Cancel "Meet the Press": Why this icon of Beltway insiderism has to go

"Meet the Press" and the rest of the Sunday shows are slowly fading into irrelevance, and they're beyond fixing

Published July 25, 2014 12:30PM (EDT)

  (AP/William B. Plowman)
(AP/William B. Plowman)

It feels like we go through this same routine every few months or so. "Meet the Press" reaches some new low point for ratings, and chatter starts building about how time is running out for host David Gregory. The newest round of speculation comes courtesy of the New York Post and Page Six, which cites “an NBC source” in reporting that Gregory will be given the boot after the midterm elections. NBC, of course, denies all this as mere rumor-mongering and says that they’re sticking with Gregory.

The network’s commitment to Gregory as host of "Meet the Press" is a bit confounding, given that during his tenure the show has collapsed in viewership and has become basically unwatchable. NBC would be completely justified in giving him the boot. And after it does that, it should take the next logical step and just cancel "Meet the Press."

Forget about a new host, forget about juggling the format, forget about more celebrity guest panelists. They should burn it down from top to bottom.

The problem with "Meet the Press" is that it’s too much of an icon of insider D.C. culture. Its role as a public affairs program has been usurped by a small army of vacant pundits who serve up shallow, predictable opinions that never stray too far from accepted conventional wisdom. And it’s always the same rotating cast of talking heads. Since the beginning of 2013, Newt Gingrich has appeared five times on the program. Rudy Giuliani has made four appearances. Harold Ford Jr. has been on seven times. Nobody gives a thin damn what these people have to say. The past few months have seen Gregory host both Tony Blair and Paul Wolfowitz to discuss violence in Iraq and how the U.S. should fight terrorism. It’s almost as if he’s inviting you not to take him seriously.

Essentially, the show has become a playground for people whose primary calling in life is to be around people in power. And when you look at the names most often mentioned as replacements for Gregory, you don’t see much hope of this dynamic changing. Chuck Todd, who is considered the front-runner for the gig owing to his reputation as a “political junkie,” is as much a devotee of Beltway insiderism as Gregory, and exhibits the sort of forced-centrist behavior that serious pundits believe insulates them from accusations of bias.

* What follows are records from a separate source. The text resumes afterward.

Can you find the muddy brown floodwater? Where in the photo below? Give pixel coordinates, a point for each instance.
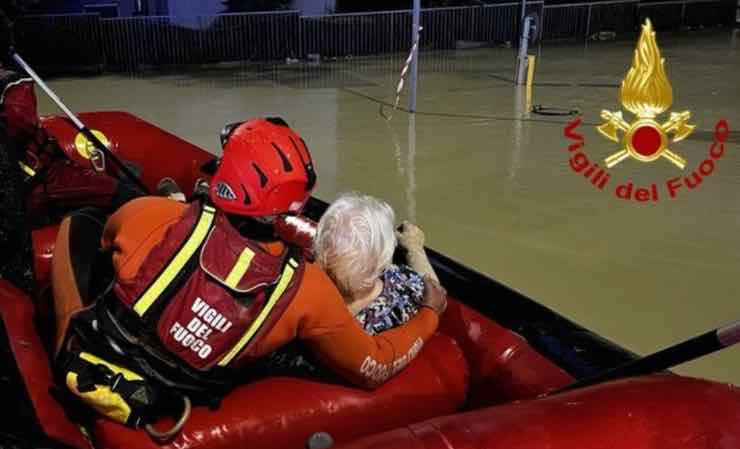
(492, 185)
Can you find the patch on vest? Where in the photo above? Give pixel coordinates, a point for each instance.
(203, 321)
(224, 191)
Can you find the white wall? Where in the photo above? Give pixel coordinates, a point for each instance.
(311, 7)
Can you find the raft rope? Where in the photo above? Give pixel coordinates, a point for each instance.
(404, 71)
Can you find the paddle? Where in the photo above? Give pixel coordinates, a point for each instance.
(691, 349)
(99, 146)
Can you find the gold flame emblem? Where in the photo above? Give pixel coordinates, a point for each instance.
(647, 93)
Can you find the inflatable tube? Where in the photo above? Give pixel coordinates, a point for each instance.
(652, 412)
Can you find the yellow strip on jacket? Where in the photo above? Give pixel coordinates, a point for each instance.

The other names that frequently get tossed around? "Morning Joe" hosts Mika Brzezinski and Joe Scarborough, who basically already host their own version of David Gregory’s "Meet the Press" – unwatchable, power-worshiping, dripping with elite condescension, and weirdly tolerant of Harold Ford.

This is a problem facing all the Sunday shows: They’ve become basically indistinguishable from each other, and they’re all fighting for the same dwindling segment of the population that still cares to spend their weekend mornings watching a bunch of (mostly male and white) establishment figures politely argue about politics. Each one is an hour-long exercise in confirmation bias for wealthy old people who want their opinions mouthed back at them by other wealthy old people.

"Meet the Press" under Gregory has tried to shake things up a bit while still hewing to the same tired format, and it’s been a disaster. The average show can feature as many as eight or 10 guests and segments that shift rapidly from one topic to the next without ever pausing to really engage with any of them. The Washington Post’s Paul Farhi described a prototypical show this past April, during the last round of speculation surrounding Gregory’s future:

After opening with Gregory’s taped interview with Ukrainian Prime Minister Arseniy Yatsenyuk, the host moved swiftly to live dual-screen chats with Senate Foreign Relations Committee members Bob Corker (R-Tenn.) and Chris Murphy (D-Conn.). Then it was on to the journalists’ roundtable discussion, followed by an interview with Democratic National Committee chair Rep. Debbie Wasserman Schultz (D-Fla.) about health care and the midterm elections.

Then, still more segments: A new recorded feature called “Meeting America” in which reporter Kevin Tibbles looks at something happening outside Washington (in this case, a debate in Kentucky over the building of a Biblical theme park using tax subsidies); more roundtable discussion; and a photos-of-the-week feature called “Images to Remember.” The program closed with a short interview with New York Times reporter Jo Becker about her new book about gay marriage, “Forcing the Spring.”

A program that frenetic virtually guarantees that nothing interesting will happen. "More interviews, more voices, does not automatically lead to more 'interesting' content," Dave Weigel wrote back in May. "It leads to more content in less time—and less exploration of each subject covered. It robs the Sunday shows of their old advantage, their ability to lock subjects in a well-lit room for most of an hour and boil away their talking points."

It might be time to realize that there’s no fixing the Sunday shows because they can’t be fixed. Their audiences will continue to disappear, and their influence will continue to wane regardless of which Beltway journalist is elevated to the host’s chair. NBC will ride out "Meet the Press" for as long as it’s profitable, but they're just prolonging the sad, slow decline.